Horsted played wide receiver at Princeton, where he caught 196 passes for 2,703 yards and 28 touchdowns in 35 games over four seasons. He blossomed as a junior in 2017, registering 92 receptions for 1,226 yards and 14 TDs and followed with 72 catches for 1,047 yards and 13 TDs last year as a senior.
A three-sport star in football, basketball and baseball at Roseville Area High School near Minneapolis, Horsted was named the 2015 Minnesota high school athlete of the year. In addition to football, he also played baseball at Princeton.
Horsted feels that he has made major strides since first joining the Bears but is still learning how to play tight end.
“I’m a lot better in terms of technique and knowledge, but it is a new position and even though I’m a fast study, it’s going to take time and more than just a few months,” Horsted said. “I’m going in the right direction but by no means am I a full-out tight end yet.”
The tight end position that Horsted is playing isn’t easy to digest in the Bears offense.

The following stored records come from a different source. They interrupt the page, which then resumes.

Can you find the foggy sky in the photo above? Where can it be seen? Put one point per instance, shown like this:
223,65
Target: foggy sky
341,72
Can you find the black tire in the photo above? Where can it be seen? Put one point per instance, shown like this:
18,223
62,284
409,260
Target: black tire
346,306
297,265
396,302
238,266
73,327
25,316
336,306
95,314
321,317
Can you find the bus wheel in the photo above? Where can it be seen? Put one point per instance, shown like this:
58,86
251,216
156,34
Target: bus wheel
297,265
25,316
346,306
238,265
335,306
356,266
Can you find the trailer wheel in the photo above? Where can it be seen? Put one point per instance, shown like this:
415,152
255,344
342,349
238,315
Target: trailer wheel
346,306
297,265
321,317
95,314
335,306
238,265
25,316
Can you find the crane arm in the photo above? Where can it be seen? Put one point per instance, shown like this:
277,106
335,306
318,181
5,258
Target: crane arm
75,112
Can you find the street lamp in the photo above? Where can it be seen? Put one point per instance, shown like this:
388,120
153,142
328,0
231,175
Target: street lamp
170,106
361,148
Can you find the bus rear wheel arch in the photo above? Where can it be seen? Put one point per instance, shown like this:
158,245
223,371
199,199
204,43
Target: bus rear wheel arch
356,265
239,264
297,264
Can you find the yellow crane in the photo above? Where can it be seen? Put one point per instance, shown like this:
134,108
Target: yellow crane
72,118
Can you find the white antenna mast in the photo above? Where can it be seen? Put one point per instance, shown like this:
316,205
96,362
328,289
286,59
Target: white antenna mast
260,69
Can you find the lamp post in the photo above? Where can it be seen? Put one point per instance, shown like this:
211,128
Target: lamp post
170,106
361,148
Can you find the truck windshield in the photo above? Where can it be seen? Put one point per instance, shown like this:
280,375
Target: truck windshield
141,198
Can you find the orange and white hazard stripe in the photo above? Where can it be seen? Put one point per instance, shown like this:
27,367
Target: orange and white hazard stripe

“It’s very complicated to learn,” Horsted said. “It’s just a very key part of this offense. You can really be put in any role in the offense, which is amazing. It’s a spot you want to be in, but it comes with good knowledge of the playbook. It’s definitely been a struggle, but I feel pretty good about where I’m at with the playbook right now.”
Injuries have thinned out the Bears at tight end. Trey Burton was placed on injured reserve last week after never fully recovering from offseason groin surgery, while Adam Shaheen sat out last Sunday’s game against the Rams with a foot injury after being deactivated a week earlier versus the Lions.
Bears tight ends have combined to produce just 29 receptions for 231 yards and one touchdown this season after generating 64 catches for 668 yards and seven TDs last year.
Horsted expects to have some butterflies in his stomach Sunday when the Bears host the Giants whether he’s running pass routes or blocking at the point of attack.
“I would be nervous if I were to go out and be the ball boy for this game right now,” Horsted said. “But it’s a good thing. I’m also really excited and I feel way more confident than I did in the preseason with it because I’ve just been going against this amazing defensive line of ours. So I feel good, but there are going to be nerves no matter what I’m doing.”